Australia back Shane Watson to break century jinx
Shane Watson has found himself in a familiar position at stumps on the third day in Melbourne but the Australians are hoping the result will be different this time. Watson went to bed on 64 and will be desperate to ensure that this innings is ultimately recorded as his first Test century, not his eighth Test half-century.
Watson has been vulnerable early in the morning after being not-out overnight in the past: at Edgbaston he slept on 62 and didn't add to his score the next day, and in Adelaide he famously was bowled for 96 from the second ball of the morning. Doug Bollinger said the Australians were confident Watson could break through for his first Test hundred.

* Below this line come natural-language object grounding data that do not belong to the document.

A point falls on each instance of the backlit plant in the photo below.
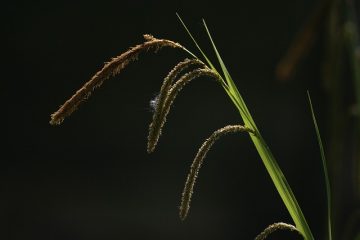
(182, 74)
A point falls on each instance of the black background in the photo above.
(91, 178)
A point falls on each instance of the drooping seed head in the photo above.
(110, 69)
(157, 104)
(198, 160)
(163, 109)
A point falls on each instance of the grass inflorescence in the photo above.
(182, 74)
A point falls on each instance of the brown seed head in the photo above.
(110, 69)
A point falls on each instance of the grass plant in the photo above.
(173, 83)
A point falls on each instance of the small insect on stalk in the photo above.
(275, 227)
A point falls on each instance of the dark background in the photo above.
(91, 178)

"He'll sleep pretty sound, some of the boys are tired, we've been working hard," Bollinger said. "But I think he'll be all right. He looks really sharp there and I think he really wants a hundred like most of us."
Watson was involved in a fierce battle with Pakistan's left-arm fast man Mohammad Aamer late on the third day when a barrage of bouncers tested Australia's opener. After one nasty short ball Aamer blew a kiss to Watson, who looked back at him frostily, but the contest remained good-natured.
That was a good result after Watson was involved in an ugly incident in the Perth Test against West Indies, when he was fined for an immature celebration when he dismissed Chris Gayle. Bollinger said the Aamer-Watson battle was pleasing to see.
"It's good mate, it's good for the crowds, it's good for the game," Bollinger said. "We don't want anything like what happened [in Perth] to come out again but it's good for a bit of fire and flair to come out. He bowls fast and fast bowlers are meant to be angry and have a bit to say and Watto batted well and stepped up."
Australia closed the day with a 307-run lead with seven wickets in hand and it will be a very tough challenge for Pakistan to fight their way back into the match. Bollinger picked up 3 for 50 and he was happy with the way the bowlers helped Australia into such a strong position.
"It was pretty hard work but I am really happy the way all of us stuck together and bowled them out," Bollinger said. "The new ball's harder and it comes on a lot more but I think it's going to get lower on the following days and that will be beneficial for us as it will be harder to score."